A familiar phrase, and one that I think about often as I teach. It is appropriately humbling, an antidote to hubris. The phrase originates from George Bernard Shaw’s play “Man and Superman: A Comedy and a Philosophy,” from the main character’s “Maxims for Revolutionists.” The phrase is included in a section on education and reads, “He who can, does. He who cannot, teaches.” It is accompanied by: “A fool’s brain digests philosophy into folly, science into superstition, and art into pedantry. Hence, a university education.” In his lengthy introduction to the play, Shaw writes, “(…) what we call education and culture is for the most part nothing but the substitution of reading for experience, of literature for life (…).” Shaw had a very unhappy childhood educational experience in Dublin, Ireland, was largely self-taught while living in London, and became a life-long ardent believer in socialist reforms.
In a practice discipline such as nursing, the tension between education and practice—between teaching and doing—is ever present. Further complicating this tension is the emphasis on nursing research in university-based nursing schools. Nursing is considered a minor (or wanna be) profession. As Patricia Benner and her co-authors state in their book Educating Nurses: A Call for Radical Transformation (Jossey-Bass, 2009), for the past thirty years nursing faculty and administrators have focused most of their attention on developing nursing research. Benner attributes this to the pressure to increase the prestige of nursing within academic settings. I am still unclear just what “nursing research” does to increase the prestige of nursing—or even what it means. Is nursing research any research having to do with nursing practice or workforce issues? Is it any research having to do with anything as long as it is led by a nurse? I gave up teaching nursing research because I felt like a hypocrite since I didn’t understand or value it. In my experience, research methods classes taught in schools of nursing are not very rigorous, especially when compared with research methods courses in schools of public health or psychology.
Now nursing practice I do understand and value. I am an accidental nursing educator, and an occasional health services researcher. My first and real love is clinical work as a nurse practitioner. To apply Shaw’s maxim: I can and I do, but I also can’t and I teach. While my students value this clinical relevance, it isn’t valued within my school of nursing. This isn’t unique, as I hear a similar lament from my nurse educator colleagues at other top-rated schools of nursing. It also isn’t unique to nursing, as my academic physician friends tell me the same thing happens in schools of medicine.
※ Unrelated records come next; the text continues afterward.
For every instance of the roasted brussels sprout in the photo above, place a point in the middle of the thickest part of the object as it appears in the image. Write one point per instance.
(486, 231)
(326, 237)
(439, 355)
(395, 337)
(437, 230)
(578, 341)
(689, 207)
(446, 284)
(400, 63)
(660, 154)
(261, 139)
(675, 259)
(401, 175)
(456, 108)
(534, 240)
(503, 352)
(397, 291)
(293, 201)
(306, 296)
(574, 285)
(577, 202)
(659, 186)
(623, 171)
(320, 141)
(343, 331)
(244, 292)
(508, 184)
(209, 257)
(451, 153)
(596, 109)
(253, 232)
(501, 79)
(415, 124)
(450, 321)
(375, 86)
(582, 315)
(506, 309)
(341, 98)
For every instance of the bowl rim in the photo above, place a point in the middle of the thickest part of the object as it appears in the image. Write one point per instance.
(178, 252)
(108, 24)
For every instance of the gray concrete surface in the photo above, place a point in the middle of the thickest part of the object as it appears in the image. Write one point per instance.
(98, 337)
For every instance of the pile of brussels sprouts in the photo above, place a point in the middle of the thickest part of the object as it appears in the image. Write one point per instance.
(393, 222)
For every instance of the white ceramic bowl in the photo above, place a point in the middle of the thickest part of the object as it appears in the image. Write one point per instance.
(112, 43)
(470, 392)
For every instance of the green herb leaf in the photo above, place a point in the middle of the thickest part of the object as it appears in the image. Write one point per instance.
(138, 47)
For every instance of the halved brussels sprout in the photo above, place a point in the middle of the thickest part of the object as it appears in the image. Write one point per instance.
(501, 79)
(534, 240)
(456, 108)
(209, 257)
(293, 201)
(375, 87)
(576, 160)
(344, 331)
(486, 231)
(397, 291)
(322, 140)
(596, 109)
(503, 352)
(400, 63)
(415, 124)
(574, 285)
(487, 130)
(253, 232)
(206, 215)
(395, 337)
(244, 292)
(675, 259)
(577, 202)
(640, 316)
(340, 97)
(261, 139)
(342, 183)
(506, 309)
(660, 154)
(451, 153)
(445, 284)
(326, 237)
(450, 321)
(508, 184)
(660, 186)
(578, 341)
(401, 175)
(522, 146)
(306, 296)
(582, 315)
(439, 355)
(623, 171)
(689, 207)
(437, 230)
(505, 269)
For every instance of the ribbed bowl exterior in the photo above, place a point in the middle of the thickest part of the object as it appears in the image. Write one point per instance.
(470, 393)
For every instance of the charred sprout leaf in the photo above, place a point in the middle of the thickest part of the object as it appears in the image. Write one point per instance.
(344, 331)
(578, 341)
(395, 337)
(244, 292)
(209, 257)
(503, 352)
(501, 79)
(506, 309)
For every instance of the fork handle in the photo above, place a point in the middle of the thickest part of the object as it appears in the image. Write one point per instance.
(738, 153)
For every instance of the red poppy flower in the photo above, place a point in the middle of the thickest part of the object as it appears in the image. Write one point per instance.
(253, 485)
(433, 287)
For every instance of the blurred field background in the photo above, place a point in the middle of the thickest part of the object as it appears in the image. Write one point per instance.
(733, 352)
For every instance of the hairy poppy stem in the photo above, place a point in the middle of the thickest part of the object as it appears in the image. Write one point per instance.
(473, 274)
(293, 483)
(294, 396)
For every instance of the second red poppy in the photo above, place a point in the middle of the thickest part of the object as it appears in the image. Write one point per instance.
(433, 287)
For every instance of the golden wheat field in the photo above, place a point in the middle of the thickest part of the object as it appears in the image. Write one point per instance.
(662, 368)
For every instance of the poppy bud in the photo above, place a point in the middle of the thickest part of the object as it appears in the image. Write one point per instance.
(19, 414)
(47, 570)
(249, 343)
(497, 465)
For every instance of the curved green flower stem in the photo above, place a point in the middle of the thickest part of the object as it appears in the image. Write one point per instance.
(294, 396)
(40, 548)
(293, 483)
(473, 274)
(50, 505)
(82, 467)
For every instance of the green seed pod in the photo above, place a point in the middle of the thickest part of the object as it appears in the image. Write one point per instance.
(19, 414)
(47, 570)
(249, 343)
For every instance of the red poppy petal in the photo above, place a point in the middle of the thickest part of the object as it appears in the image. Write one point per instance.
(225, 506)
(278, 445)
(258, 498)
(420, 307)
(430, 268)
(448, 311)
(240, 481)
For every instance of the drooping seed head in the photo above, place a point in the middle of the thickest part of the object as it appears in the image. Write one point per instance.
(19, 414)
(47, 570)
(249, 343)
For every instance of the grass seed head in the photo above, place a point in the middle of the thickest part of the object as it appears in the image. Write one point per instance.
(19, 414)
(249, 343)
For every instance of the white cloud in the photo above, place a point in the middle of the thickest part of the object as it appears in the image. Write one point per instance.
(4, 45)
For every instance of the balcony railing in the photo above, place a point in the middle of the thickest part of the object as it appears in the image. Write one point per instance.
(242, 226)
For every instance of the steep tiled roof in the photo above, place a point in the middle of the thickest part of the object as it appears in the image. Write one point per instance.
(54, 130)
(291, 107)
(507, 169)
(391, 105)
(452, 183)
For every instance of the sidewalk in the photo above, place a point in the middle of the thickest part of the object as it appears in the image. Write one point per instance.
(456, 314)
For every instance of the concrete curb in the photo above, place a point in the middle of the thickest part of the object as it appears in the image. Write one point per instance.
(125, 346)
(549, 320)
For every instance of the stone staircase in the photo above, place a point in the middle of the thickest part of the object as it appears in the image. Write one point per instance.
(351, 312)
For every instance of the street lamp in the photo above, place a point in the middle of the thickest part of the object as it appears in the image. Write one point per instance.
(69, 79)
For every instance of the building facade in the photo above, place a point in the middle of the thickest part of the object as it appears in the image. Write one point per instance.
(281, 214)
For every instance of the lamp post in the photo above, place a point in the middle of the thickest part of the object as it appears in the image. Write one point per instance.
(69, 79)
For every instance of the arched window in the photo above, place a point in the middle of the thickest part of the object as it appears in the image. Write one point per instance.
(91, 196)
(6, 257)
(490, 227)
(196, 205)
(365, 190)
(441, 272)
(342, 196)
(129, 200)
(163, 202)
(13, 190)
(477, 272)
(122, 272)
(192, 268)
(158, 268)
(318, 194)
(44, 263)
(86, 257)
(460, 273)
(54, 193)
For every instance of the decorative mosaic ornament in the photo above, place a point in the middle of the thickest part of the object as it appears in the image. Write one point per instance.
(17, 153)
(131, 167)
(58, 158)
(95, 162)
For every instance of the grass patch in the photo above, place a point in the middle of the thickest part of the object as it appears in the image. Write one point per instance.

Both the Educating Nurses and the IOM Future of Nursing Report emphasize the need for lessening the existing disconnect between classroom theory and clinical practice in nursing education. They point out that many nurse educators have not practiced nursing in many years and, therefore, have a hard time including appropriate classroom experiential learning. Much of nursing theory courses are taught with an overreliance on endless PPTs, busy work, and an emphasis on rote memorization. Nurse educators teach the way they were taught. It is not teaching; it is torture.
One of the most influential books on my own teaching of nursing is Donald Shon’s Educating the Reflective Practitioner (Jossey-Bass, 1987). It doesn’t mention nursing at all, but is nonetheless applicable to nursing education. In the book he talks about professional practice as more of an art that a science, and emphasizes the teaching of reflection-in-action, a sort of higher-level critical thinking.
Here is his opening paragraph from the book:
“In the varied topography of professional practice, there is a high, hard ground overlooking a swamp. On the high ground, manageable problems lend themselves to solution through the application of research-based theory and technique. In the swampy lowland, messy, confusing problems defy technical solution. The irony of this situation is that the problems of the high ground tend to be relatively unimportant to individuals or society at large, however great their technical interest might be, while in the swamp lie the problems of greatest human concern. The practitioner must choose. Shall he remain on the high ground where he can solve relatively unimportant problems according to prevailing standards of rigor, or shall he descend to the swamp of important problems and nonrigorous inquiry?”
Contrast this with an unfortunate statement in Educating Nurses: “Critical thinking alone cannot develop students’ perceptual acuity of clinical imagination; and cynicism and excessive doubt are often the by-product of the over-use of critical thinking.” The authors have obviously misunderstood the definition of “critical” as applied to critical thinking, where “critical” is understood to be the “exercising of careful judgment or observation.” It is having an inquisitive spirit, questioning underlying assumptions—including one’s own assumptions—of being able to think about thinking. Critical thinking is the opposite of Shaw’s fool’s brain and is necessary for effective swamp work, the terrain of most nursing practice.